No need to kill your company with technique, or aesthetic subtleties, even the layman can understand the obvious prowess that this automaton ballet represents.
It is undoubtedly the key strength of this piece; it is sufficiently playful and dramatic to appeal to everyone from the most critical audience, the experienced collector, to the person who has never worn a watch.
Everyone can appropriate this magic depending upon one's level of horologic culture. Here, the technique and the aesthetic don't exist in of themselves (as is found in many of the grand complications); they totally support a scenography for all to wear.
Another characteristic quite unique for a watch this complex and demonstrative is that it is quite wearable for everyday use. Without being particularly discrete, the casing is well designed and its weight is sufficiently contained so as not to become an attractive nuisance. The casing design is very classic (and efficient) and the watch is imposing without being too big.
What is quite surprising is the gigantic opening of the dial, which takes up almost entirely the 47mm of the case.
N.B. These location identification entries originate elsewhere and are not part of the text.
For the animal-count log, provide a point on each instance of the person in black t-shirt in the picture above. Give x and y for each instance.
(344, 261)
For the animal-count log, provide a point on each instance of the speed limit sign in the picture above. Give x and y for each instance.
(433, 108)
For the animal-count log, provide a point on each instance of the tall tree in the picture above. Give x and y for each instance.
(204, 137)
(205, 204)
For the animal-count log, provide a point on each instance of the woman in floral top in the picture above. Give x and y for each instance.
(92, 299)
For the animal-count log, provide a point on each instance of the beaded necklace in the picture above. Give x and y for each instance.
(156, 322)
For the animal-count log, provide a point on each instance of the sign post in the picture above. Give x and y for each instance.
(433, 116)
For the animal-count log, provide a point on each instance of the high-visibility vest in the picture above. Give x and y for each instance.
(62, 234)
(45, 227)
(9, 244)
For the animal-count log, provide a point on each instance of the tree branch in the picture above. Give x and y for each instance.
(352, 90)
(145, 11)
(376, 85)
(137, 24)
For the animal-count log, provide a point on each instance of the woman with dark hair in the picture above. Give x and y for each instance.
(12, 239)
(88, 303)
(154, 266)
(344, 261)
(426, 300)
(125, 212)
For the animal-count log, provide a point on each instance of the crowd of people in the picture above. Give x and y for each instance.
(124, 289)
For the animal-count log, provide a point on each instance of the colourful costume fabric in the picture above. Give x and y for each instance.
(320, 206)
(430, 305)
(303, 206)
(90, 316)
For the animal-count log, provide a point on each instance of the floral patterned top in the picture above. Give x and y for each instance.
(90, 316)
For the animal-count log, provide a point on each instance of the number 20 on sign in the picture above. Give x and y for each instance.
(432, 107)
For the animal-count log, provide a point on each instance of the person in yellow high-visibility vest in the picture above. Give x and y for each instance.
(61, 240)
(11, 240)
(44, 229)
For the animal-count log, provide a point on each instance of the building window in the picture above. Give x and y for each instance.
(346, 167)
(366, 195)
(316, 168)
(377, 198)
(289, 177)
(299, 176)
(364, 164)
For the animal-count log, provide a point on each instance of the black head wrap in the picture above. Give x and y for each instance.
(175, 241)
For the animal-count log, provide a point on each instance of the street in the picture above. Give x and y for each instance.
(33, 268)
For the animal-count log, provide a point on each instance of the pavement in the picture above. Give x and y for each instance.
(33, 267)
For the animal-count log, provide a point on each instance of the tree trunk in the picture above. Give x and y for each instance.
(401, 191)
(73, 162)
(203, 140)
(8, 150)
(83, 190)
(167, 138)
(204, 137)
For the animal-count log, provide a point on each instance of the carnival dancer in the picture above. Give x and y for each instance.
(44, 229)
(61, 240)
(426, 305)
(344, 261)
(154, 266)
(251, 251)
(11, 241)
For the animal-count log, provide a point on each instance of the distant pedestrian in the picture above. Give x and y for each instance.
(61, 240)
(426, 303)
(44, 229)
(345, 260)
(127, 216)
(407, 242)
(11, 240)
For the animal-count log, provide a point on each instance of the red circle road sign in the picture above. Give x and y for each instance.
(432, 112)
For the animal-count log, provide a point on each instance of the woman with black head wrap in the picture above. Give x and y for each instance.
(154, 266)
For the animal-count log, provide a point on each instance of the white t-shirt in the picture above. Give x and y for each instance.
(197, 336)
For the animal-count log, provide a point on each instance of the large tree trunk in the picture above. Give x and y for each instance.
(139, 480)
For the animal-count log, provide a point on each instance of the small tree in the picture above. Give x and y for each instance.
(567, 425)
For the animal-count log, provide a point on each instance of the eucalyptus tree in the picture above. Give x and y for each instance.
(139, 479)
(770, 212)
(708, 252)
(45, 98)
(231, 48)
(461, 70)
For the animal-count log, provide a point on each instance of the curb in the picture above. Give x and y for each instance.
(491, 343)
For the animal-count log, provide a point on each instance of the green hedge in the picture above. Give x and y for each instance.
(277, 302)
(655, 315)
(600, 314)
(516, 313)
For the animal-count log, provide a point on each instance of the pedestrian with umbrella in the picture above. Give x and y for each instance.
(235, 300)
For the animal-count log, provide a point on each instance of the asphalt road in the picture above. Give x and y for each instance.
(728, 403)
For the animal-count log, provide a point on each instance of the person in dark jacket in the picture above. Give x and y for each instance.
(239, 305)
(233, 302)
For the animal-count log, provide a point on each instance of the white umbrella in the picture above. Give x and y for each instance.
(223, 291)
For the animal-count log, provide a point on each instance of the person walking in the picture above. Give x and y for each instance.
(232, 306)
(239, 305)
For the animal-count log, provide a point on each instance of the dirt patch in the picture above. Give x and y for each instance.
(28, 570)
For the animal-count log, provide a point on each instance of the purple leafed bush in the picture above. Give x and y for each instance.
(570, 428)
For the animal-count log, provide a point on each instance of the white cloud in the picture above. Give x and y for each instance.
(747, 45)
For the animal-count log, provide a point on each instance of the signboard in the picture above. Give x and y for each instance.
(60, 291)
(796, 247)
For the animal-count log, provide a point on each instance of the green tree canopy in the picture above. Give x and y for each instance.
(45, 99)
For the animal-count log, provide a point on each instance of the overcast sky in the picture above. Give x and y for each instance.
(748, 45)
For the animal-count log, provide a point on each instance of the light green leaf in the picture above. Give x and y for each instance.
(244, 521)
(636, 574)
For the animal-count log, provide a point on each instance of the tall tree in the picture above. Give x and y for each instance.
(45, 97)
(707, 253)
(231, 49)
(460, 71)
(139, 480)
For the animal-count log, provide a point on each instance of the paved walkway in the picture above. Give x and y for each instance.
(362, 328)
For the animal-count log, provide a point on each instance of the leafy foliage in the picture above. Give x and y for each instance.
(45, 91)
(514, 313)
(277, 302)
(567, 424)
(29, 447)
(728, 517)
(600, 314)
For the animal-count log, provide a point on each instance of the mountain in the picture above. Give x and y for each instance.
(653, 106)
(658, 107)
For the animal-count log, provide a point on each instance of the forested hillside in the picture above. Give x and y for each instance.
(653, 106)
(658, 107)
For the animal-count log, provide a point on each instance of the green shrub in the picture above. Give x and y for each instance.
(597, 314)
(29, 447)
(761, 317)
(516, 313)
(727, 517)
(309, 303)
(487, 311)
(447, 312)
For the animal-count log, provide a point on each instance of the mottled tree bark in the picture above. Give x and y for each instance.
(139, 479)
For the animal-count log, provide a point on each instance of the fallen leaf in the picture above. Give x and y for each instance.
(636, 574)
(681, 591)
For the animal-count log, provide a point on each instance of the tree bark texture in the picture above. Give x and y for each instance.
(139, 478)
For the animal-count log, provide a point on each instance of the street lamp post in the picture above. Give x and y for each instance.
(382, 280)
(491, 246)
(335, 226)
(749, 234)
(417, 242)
Thankfully the dial is not white; it comprises multiple levels of finishes (depicted in gold and Polynesian lacquered enamel) which nicely occupy the space. Visually, there are five principal parts: the hour sub-dial, in onyx, the gold nest, the background representing the "Saut du Doubs" waterfall and the two tit bird; to best respect the theme, these birds are blue like the background which is almost a shame, as they lack contrast; with more striking colors (blue birds, orange background) the animations would have had even more of an impact. What the dial loses in contrast, it gains in realism: everything is replicated with the meticulousness of a biologist, as even the rowboat that we can see at 3 o'clock is a replica of an existing row boat. This desire to replicate nature is of course a type of homage to the end of the XVIIIth century art and the way in which people during that era represented their environment. Their work was mostly figurative, as photography had not yet made its mark.
This "Bird Repeater" is therefore not only a big step in the history of the new Jaquet Droz manufactory, but also a step, more modest perhaps, in the history of watchmaking.
It is the first time that a watchmaking house authors a timepiece that is able to coherently reconcile elements that we thought irremediably incompatible.